Everyone remembers the people rushing to offer their help, sending food, bedding and clothing to the asylum seekers. The many volunteers who stood there as protectors of the desperate refugees.

Greeks are easy-going, friendly, hospitable people. Yet after years of being continually flooded with migrants, most islanders have realized that the downtrodden war refugees are becoming fewer and fewer.

The desperate families with the crying children have for the most part been replaced by young, hostile men from places where, yes, there is economic hardship, but no war.

Young men from Afghanistan, Pakistan, Bangladesh, Somalia, Nigeria, Congo, Morocco, and Algeria are now demanding to cross into Europe via Greece. Some of them are violently clashing with police, burning their own tents, killing each other, injuring Greek police officers, looting, and vandalizing churches and cemeteries.

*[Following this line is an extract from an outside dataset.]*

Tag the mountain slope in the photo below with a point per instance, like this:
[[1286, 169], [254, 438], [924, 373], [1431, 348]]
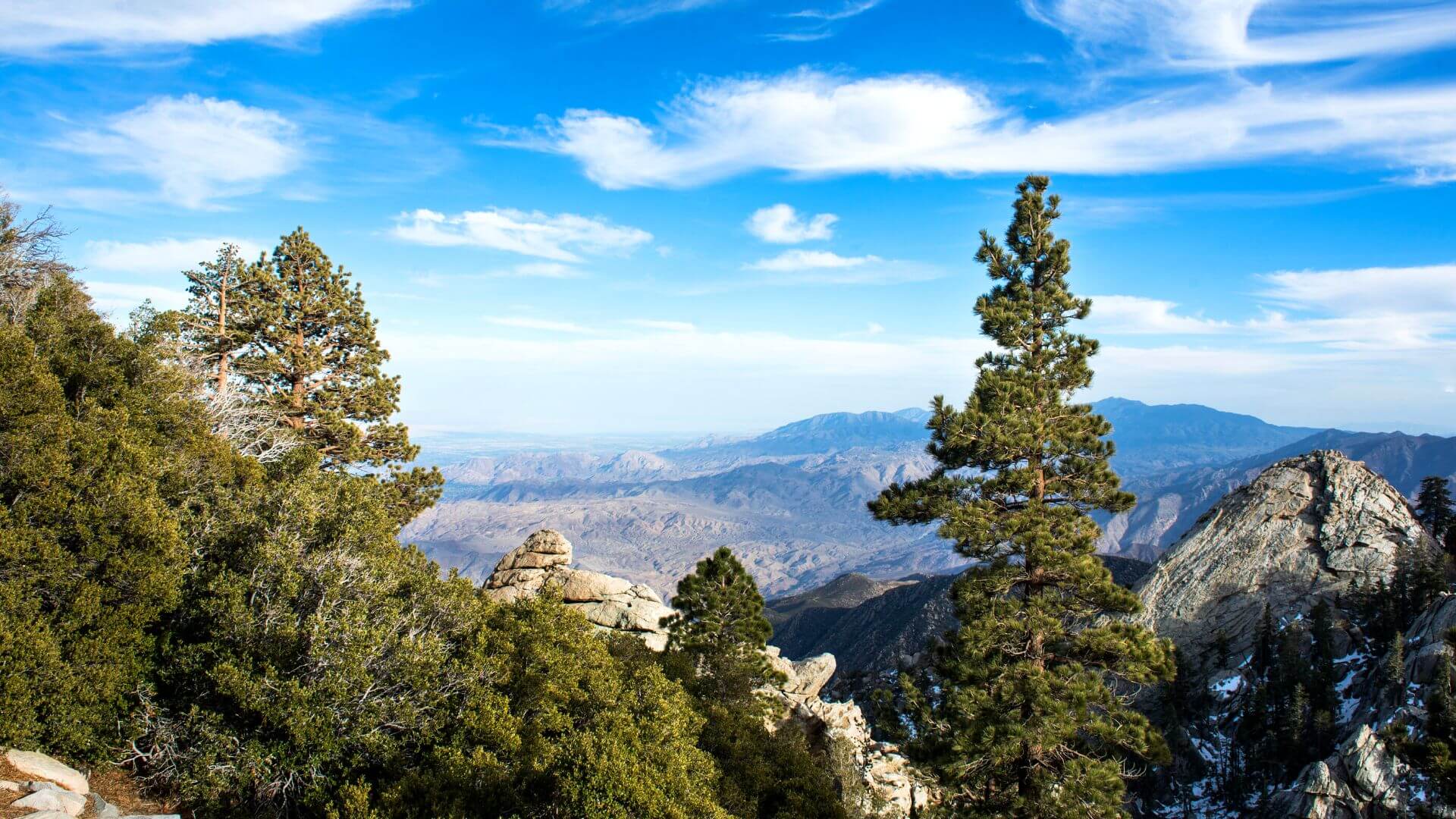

Yet many islanders still continued to show their solidarity with this new flood of people. Some even sided with them in their fair protests against the squalid state of the overcrowded migrant camps and their demands for better living conditions.

Until most of the islanders finally said that enough is enough. They have turned the other cheek too many times.

The islanders have seen a literal invasion, as many say that behind every crying child and desperate mother there are many aggressive young men who seem determined to do as they please with no respect for the law, much less for the Greek people who — until now — held their arms open for them.

And most are not refugees. Let’s not forget that once a person is granted asylum in a safe country — Turkey in this instance — they have no right to even apply for asylum in another country. Therefore, those coming from Turkey and seeking asylum in Greece simply do not qualify in most cases.

In other words, the people flocking to Greece are economic migrants, disguised as refugees.

They are being used as pawns by Recep Tayyip Erdogan to hurt Greece and lead it to a point of military confrontation with Turkey. And, according to some analysts, to establish pockets of Islamists in Thrace and other parts of northern Greece which could possibly help his country in a potential war with Greece.

Now, the words of warning which had come from several incisive thinkers ring as true as ever: that Erdogan would eventually open the gates for his evil purposes.

We all knew it was coming: Greece, Europe, Russia, the United States knew it. Erdogan has been threatening to do it since 2016, after the failed coup attempt left him all-powerful and full of vengeance. At the very least a dictator, and a Sultan wannabe.

An Islamist fundamentalist who wants to revive the Ottoman Empire.

Now Greece has approximately 120,000 people massed at its borders and determined to cross them, after Turkey promised them that by entering Greece they can move to any country they would like to in Europe.

In fact, Turkish authorities literally pushed them to the Evros border, escorted by Turkish police, and over the sea routes in the North Aegean, escorted by the Turkish Coast Guard. They told them that Greece has opened its borders to Europe. Hundreds arrived on Lesvos within 48 hours, generating more congestion to the overburdened island.

The Greek psyche is now crushed by the sheer magnitude of the situation, the imminent threat. The islanders who gave their all, now realize that their efforts were in vain. Worse, they realize that their way of life and their beautiful islands are in grave danger of being taken away from them.

Consequently, their philotimo has turned into an unbearable bitterness. And righteous anger. They are angry at Turkey, at their own government, the European Union, the NGOs, and, of course, the migrants themselves.

They are perhaps even angry at themselves, once fooled by a string of politicians and their empty promises that this was just a short-term situation which would soon come to an end.